Feita essa ressalva e apesar da mesma, vou recorrer a uma generalização. Creio que a falta de reflexão mais profunda e a consequente incapacidade de compreender as coisas, ou até as palavras, são, de fato, a causa de uma enorme parte dos males que atingem a humanidade, inclusive e em particular, a nós, os homossexuais.
Vejamos a questão, talvez, mais delicada e dolorosa e que nos incomoda tanto, mas também nos inspira para retomarmos a briga, a luta, ou - melhor entre todas as opções - o diálogo. É um verdadeiro paradoxo. De um lado, aqueles que acreditam em Deus, em particular, os cristãos, têm o acesso à verdade sobre a vida, a natureza do ser humano, a sua origem e a meta de sua existência. Por outro lado, são os mesmos religiosos e, de novo, em particular os cristãos, que nutrem dentro de si o mais autêntico ódio em relação aos seres humanos que possuem uma orientação sexual diferente daquela que é considerada clássica (ou a única correta), isto é, a heterossexual. Aliás, o clássico nesta história é o próprio ódio que até mereceria ser chamado de "ódio cristão".
Vamos aos pormenores. Em vários momentos de sua pregação, Jesus usa o exemplo de administração dos bens que pertencem ao patrão, ou rei - no caso, ao próprio Deus. Constatamos com facilidade que um dos principais bens entre todos que nos foram entregues (arrendados) por Deus é a própria vida: em primeiro lugar, a nossa, mas também a vida de outras pessoas, neste caso, em graus diferentes, de acordo com a natureza dos laços que nos unem com aquelas pessoas. Destacam-se aqui, evidentemente, os laços entre pais e filhos, entre irmãos de sangue e outros parentes, entre cônjuges e assim por diante. Até aqui, como parece, não escrevi nada que tenha sido especialmente revelador. Acredito, porém, que seja necessário começar pelos fundamentos, por mais óbvios que pareçam.

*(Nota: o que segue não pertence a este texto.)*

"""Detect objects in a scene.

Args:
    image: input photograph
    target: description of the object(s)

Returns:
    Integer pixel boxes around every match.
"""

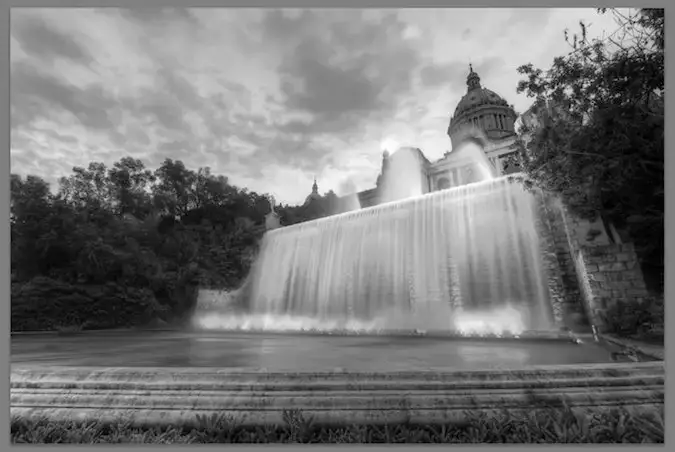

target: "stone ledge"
[10,363,665,425]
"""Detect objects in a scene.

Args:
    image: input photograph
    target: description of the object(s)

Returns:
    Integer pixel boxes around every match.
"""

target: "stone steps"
[10,362,665,425]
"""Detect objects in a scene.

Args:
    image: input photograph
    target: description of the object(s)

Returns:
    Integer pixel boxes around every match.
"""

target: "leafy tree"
[518,9,664,288]
[11,157,278,329]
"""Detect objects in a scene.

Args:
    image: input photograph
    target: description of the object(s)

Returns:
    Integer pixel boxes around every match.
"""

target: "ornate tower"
[448,65,517,148]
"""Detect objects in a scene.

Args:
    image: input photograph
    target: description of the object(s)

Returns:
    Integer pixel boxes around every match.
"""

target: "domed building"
[346,65,519,207]
[303,178,321,206]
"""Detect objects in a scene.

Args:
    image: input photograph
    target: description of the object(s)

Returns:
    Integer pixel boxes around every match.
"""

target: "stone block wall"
[536,193,586,326]
[537,187,649,331]
[577,243,649,331]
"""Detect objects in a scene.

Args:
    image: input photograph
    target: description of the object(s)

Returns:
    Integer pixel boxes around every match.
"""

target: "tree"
[11,157,278,329]
[518,9,664,286]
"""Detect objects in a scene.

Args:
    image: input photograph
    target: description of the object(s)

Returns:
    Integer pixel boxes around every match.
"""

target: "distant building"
[332,65,519,207]
[303,178,321,206]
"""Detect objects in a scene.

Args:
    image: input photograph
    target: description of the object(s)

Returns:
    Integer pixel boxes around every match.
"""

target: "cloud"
[10,8,624,203]
[12,8,92,64]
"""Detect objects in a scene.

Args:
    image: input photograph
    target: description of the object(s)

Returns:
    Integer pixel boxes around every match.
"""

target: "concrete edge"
[600,334,665,361]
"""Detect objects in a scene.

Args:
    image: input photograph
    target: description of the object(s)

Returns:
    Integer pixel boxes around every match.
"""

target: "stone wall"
[576,243,649,331]
[537,187,649,331]
[537,193,586,327]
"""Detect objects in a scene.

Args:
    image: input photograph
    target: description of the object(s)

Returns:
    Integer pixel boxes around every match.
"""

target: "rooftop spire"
[466,63,480,91]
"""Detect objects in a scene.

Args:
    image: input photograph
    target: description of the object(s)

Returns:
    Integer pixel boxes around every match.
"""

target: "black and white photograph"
[7,2,666,445]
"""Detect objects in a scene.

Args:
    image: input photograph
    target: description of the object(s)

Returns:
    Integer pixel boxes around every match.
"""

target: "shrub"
[10,407,664,444]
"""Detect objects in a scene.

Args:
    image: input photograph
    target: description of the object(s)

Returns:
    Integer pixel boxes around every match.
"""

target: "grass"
[10,407,664,444]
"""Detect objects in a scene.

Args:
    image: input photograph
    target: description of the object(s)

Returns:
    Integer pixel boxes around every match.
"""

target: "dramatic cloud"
[11,8,615,203]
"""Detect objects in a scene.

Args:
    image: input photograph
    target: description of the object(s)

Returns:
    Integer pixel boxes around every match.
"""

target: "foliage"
[518,9,664,278]
[276,190,342,226]
[10,157,278,330]
[10,407,664,444]
[603,298,665,340]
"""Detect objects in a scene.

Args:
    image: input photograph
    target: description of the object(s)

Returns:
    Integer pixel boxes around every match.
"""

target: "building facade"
[346,66,519,207]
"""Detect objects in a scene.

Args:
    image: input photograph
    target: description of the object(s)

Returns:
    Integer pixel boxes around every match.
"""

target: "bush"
[10,408,664,444]
[603,297,664,338]
[11,276,163,331]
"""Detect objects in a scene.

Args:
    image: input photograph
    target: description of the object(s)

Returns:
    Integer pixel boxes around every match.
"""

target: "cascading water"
[198,178,552,335]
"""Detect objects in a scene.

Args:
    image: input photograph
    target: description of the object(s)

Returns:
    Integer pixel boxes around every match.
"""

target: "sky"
[10,8,617,204]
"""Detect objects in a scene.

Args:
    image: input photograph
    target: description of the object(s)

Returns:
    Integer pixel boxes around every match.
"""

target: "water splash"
[197,178,552,335]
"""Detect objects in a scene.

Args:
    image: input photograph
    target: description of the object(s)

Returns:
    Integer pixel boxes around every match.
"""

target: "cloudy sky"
[11,8,616,203]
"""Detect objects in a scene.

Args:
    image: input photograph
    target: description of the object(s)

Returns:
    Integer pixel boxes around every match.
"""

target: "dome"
[453,65,509,117]
[454,88,509,116]
[448,65,517,146]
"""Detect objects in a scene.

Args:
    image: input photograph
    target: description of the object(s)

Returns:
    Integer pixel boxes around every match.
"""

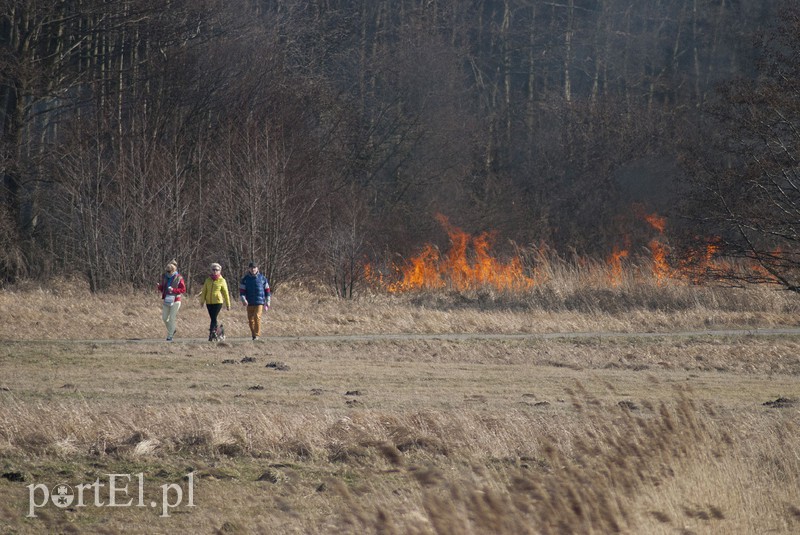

Na celebração do Sacramento do Matrimônio, os noivos respondem afirmativamente à pergunta (entre outras) sobre os filhos. "Estais dispostos a receber com amor os filhos que Deus vos confiar, educando-os na lei de Cristo e da Igreja?". Com outras palavras: todos os seres humanos pertencem a Deus, são a sua propriedade exclusiva e é Ele quem entrega um, ou mais, a outros seres humanos que se tornam assim os administradores deste grande bem, a vida humana que, entretanto, continua a pertencer a Deus. É neste contexto que vale a pena reler todas as parábolas de Jesus, sobretudo aquelas que falam da vinha e dos agricultores. É claro que os agricultores lucram com a vinha e os seus frutos, mesmo assim, nunca se tornam verdadeiros donos, pois trata-se da propriedade de um senhor. Este, por sua vez, espera e cobra a parte que lhe cabe. Assim, os pais lucram com a vida dos filhos, bem como os esposos, irmãos, parentes, amigos, membros de uma comunidade... É claro que não se trate de um lucro material, mas sim, espiritual. Todos se beneficiam com a presença do outro e todos são responsáveis, diante de Deus, pela vida dos outros, repito: cada qual, no grau que é próprio para cada tipo de laço existente entre as pessoas. Na parábola do Bom Samaritano Jesus afirma que somos responsáveis, até mesmo pelos desconhecidos.
Há uma verdade, revelada em forma de pergunta, na parábola que conta a história de trabalhadores da vinha, contratados em diversos horários do dia. Na hora do pagamento e diante da murmuração daqueles que esperavam o prêmio adicional por terem suportado o calor do dia inteiro, porém acabaram sendo igualados a outros que trabalharam apenas uma hora, o patrão responde com simplicidade: "Companheiro, não estou sendo injusto contigo. Não combinamos diária? Toma o que é teu e vai! Eu quero dar a este último o mesmo que dei a ti. Acaso não tenho o direito de fazer o que quero com aquilo que me pertence? Ou estás com inveja porque estou sendo bom?" (Mt 20, 13-15).
Acaso, Deus não tem o direito de fazer o que quer com a vida humana que lhe pertence e é apenas administrada por nós?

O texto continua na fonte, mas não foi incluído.